Паша родился в ноябре месяце, а детство у него, как любили писать амбициозные, но бездарные газетчики, «отняла война». Само собой, Отечественная Великая. Из-за неё он, как и многие сверстники, тоже недокормленные вовремя, рост имел минимальный, зато жену — высокую и дородную, которая была криклива да своенравна, зато ловко колола дрова и ни о чём предосудительном не помышляла. Звали её Клавдией, и жилось Павлу с ней, как у Бога за пазухой.
Но однажды, когда оставалось до заслуженного отдыха всего-то месяцев семь, прямо во время производственного процесса пал на Пашину голову некоторый предмет. Ерундовая такая железяка. Могла бы убить — много ли такому трудящемуся надо — ан повезло, старая шапка-ушанка — её в народе ещё «зэковкой» зовут — смягчила удар и тем самым участь строителя коммунизма. Павел всего-то минуты две полежал без памяти на досках и встал, как ни в чём не бывало.

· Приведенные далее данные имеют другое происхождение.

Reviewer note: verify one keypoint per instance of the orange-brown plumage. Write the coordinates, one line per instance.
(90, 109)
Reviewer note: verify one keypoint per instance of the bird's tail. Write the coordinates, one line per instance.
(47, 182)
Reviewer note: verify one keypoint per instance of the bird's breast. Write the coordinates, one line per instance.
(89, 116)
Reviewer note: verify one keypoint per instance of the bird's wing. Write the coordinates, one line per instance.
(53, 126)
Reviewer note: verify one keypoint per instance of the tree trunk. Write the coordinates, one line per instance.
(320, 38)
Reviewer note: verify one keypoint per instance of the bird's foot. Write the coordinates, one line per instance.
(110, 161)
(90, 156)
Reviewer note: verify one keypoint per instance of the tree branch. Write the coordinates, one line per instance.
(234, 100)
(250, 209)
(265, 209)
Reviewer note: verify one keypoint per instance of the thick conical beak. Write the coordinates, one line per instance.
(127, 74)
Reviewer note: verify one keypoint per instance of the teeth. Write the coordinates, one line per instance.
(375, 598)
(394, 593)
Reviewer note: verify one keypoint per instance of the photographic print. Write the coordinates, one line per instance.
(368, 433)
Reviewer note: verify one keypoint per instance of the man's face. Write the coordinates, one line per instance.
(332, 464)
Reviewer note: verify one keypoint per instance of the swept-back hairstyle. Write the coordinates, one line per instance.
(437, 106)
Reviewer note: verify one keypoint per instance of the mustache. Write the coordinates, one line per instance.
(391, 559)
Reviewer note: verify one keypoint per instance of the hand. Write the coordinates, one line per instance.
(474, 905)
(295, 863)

Хотя начальство, понятно, забегало. Небось, производственная травма. Контузия даже. Небось, в свете требований охраны труда — ого! Напихали Павлу полные карманы всяких таблеток, долго и нудно уговаривали не обращаться в лечебное учреждение, хотя мужик и сам не собирался никуда обращаться, домой, как министра, на самосвале привезли. Прямо к калитке. Да на прощанье — опять: ты де, Пал Иваныч, на работу не ходи, пока капитально не оклемаешься, ни о чём не беспокойся, мы тебе восьмёрки в табеле так просто будем ставить.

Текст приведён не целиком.